Carl's Books
- Parent company: Random House
- Founded: 2011
- Country of origin: Germany
- Headquarters location: Munich
- Key people: Johannes Jacob
- Official website: www.randomhouse.de/Verlag/carl's-books/65000.rhd

= Carl's Books =

German publisher

Carl's Books (stylized as carl's books) is a German fiction publisher based in Munich. It was founded in 2011 and is part of Random House publishing group.

== History ==
The name Carl's Books refers to Carl Bertelsmann, the founder of C. Bertelsmann Publishing. The publisher purely published paperbacks and exclusively publishes original or German editions.
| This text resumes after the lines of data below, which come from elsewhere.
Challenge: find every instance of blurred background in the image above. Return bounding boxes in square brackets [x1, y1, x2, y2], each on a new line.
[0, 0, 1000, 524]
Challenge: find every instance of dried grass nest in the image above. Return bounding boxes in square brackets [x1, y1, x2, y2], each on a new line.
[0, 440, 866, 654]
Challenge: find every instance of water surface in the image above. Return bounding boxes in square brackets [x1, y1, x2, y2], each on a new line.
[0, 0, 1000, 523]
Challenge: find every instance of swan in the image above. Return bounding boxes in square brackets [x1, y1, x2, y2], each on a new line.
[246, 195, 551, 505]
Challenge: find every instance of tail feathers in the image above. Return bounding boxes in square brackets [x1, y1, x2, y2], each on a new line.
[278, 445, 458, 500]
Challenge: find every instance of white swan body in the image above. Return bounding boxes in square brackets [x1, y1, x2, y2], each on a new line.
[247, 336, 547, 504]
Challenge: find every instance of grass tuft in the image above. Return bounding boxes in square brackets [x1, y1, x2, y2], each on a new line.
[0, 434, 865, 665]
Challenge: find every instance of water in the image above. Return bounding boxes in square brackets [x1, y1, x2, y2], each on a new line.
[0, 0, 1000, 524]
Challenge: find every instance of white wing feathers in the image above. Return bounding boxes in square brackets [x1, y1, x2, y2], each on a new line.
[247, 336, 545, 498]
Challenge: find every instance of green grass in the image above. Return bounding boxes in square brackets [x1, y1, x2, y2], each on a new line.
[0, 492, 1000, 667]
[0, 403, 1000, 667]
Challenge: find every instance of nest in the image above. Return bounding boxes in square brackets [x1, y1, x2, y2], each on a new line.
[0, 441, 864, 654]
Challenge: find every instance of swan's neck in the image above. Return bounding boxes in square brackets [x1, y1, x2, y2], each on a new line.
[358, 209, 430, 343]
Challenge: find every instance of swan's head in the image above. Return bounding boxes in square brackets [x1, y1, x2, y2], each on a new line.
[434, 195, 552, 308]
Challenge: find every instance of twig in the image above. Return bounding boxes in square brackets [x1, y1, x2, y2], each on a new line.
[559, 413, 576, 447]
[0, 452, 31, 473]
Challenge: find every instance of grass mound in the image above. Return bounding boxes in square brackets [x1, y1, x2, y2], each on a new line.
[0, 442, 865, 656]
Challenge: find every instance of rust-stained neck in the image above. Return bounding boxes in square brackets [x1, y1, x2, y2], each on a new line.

A successful title of the first program was "The Hundred-Year-Old Man Who Climbed Out the Window and Disappeared" by Jonas Jonasson. The novel was published on September 1, 2011, in German, became a best seller and by the end of 2014, alone in Germany, sold more than two million copies. In Switzerland, this novel was also first place of the bestseller list for more than a year. The second novel by Jonas Jonasson, "Die Analphabetin, die rechnen konnte", was released on November 15, 2013, and had similar success. In addition, the program of Carl's Books includes, for example, the novel "Verschwiegen" by William Landay, and "Der Tod fährt Audi", the first German translated novel by Kristian Bang Foss. Until the end of 2014, a total of 45 titles from authors such as Christian v. Ditfurth, Daniel Depp, Mathias Malzieu, Tonino Benacquista and Vina Jackson were released.